SI335: Sorting Revisited

Reading

These notes and Unit 7 section 7.

Quiz questions

P3 from Week 14 quiz questions (done in clas for those that were there, otherwise do at home)

Sorting without comparisons: Counting Sort

Suppose I have an array of $n$ numbers, each of which is in the range $0,\ldots,k-1$. For this discussion, we'll take $k$ to be less than $n$, though that's not strictly necessary, and we'll think of these $k$ values as categories.

Algorithm: Counting Sort(A,n,k)
Inputs: A,n,k where A is an array of n values in the range 0..k-1
Output: B an array containing the elements of A in sorted order (least to greatest)

// count the number of occurences of each value, i.e. C[i] = the number of i's in A
C = an array of n zeros
for i from 0 to n-1 do
  C[A[i]]++

// set elements of C s.t. C[i] is the number of values in A that are ≤ i
for i from 1 to k-1 do
  C[i] += C[i-1]

// place each element of A into B in its sorted-order position
B = an empty array of size n
for i from n-1 down to 0 do
  C[i]--
  B[C[i]] = A[i]

return B

This clearly runs in linear time!
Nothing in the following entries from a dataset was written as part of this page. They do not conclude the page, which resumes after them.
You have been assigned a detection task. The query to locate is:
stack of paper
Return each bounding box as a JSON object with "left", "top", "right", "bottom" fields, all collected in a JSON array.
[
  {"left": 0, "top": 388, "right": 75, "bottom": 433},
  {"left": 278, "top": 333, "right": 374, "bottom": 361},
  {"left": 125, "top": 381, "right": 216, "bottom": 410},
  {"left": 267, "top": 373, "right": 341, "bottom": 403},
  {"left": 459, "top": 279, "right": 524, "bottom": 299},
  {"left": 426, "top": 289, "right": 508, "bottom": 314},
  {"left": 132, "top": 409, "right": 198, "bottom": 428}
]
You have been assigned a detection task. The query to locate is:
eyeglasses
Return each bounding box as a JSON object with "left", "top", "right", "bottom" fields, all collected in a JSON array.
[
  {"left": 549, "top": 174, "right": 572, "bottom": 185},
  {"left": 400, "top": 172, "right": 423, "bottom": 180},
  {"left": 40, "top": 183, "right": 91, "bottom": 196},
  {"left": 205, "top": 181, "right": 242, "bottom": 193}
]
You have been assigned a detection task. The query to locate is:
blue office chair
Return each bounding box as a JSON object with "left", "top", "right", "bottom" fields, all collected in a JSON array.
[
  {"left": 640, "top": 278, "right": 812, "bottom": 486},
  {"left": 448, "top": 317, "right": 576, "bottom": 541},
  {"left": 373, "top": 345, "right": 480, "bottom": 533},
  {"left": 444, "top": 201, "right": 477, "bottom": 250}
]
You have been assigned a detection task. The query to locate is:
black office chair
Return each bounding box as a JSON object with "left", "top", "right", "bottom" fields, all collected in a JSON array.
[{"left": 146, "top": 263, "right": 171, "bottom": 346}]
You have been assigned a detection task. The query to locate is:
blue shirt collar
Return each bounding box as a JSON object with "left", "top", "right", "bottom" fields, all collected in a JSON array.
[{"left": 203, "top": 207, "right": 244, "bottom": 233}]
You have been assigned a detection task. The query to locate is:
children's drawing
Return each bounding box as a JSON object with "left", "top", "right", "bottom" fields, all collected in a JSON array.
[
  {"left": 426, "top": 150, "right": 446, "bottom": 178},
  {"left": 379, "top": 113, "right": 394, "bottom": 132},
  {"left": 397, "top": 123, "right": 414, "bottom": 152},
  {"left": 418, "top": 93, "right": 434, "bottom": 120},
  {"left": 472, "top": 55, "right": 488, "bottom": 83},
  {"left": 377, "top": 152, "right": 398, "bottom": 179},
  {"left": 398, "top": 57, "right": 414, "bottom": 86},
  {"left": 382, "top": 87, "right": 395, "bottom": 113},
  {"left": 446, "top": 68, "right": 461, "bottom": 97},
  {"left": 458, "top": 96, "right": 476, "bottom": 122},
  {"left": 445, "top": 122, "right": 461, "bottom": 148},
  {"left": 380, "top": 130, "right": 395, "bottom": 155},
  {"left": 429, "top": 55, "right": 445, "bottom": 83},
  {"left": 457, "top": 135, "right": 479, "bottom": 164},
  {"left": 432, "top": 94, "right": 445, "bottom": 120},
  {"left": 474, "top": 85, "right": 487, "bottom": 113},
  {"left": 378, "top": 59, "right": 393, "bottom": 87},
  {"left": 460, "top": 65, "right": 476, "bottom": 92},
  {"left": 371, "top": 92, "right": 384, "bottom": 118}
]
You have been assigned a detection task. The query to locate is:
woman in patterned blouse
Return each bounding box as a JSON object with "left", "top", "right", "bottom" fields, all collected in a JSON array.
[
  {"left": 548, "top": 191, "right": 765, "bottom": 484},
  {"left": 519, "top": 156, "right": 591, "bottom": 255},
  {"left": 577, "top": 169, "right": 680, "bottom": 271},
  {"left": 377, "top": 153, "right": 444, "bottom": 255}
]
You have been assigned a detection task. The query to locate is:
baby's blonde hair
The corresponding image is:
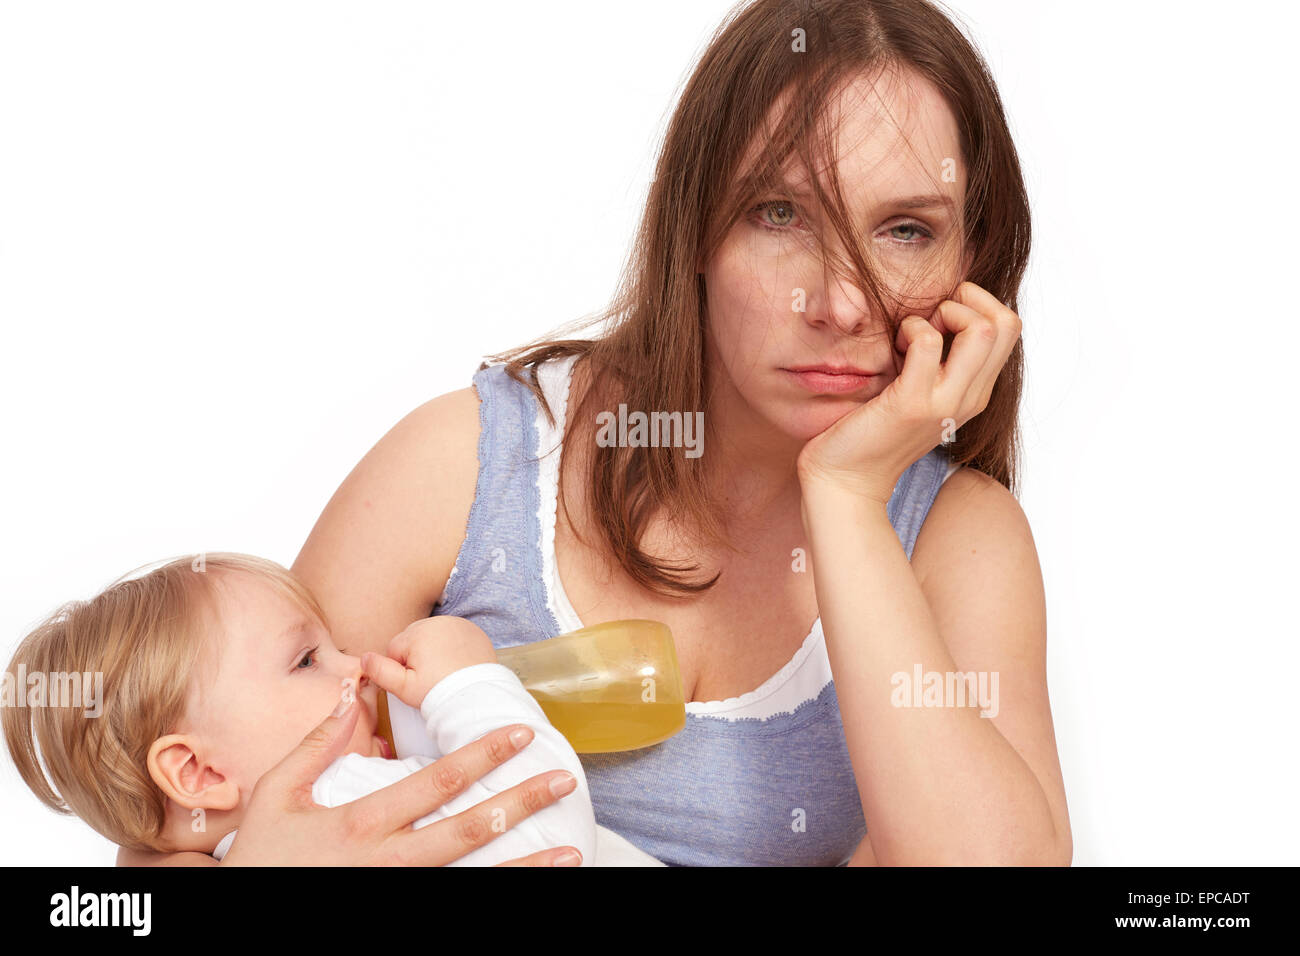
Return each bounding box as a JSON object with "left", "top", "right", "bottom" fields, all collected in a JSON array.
[{"left": 2, "top": 552, "right": 328, "bottom": 851}]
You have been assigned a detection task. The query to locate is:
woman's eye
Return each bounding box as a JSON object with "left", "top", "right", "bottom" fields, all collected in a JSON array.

So have we proved that our "proof" of the $\Omega(n \lg n)$ worst-case bound on sorting was a lie?!?!?! No! This sorting algorithm is not based on comparisons, so that result doesn't apply.

Counting Sort does apply more generally than just to integers. Any categorical data that we can give integer labels to (e.g. characters) works. Moreover, often we are sorting large objects, but using some integer value as a "key" for sorting purposes (e.g. sorting mids by alpha code). In project 2, we saw a nice example of this. There we objects that consisted of row,col positions. We (or at least I) wanted to sort these objects by column value. Counting Sort allows us to do this sorting in time linear in $\max(n,k)$, which for this discussion is just $\Theta(n)$.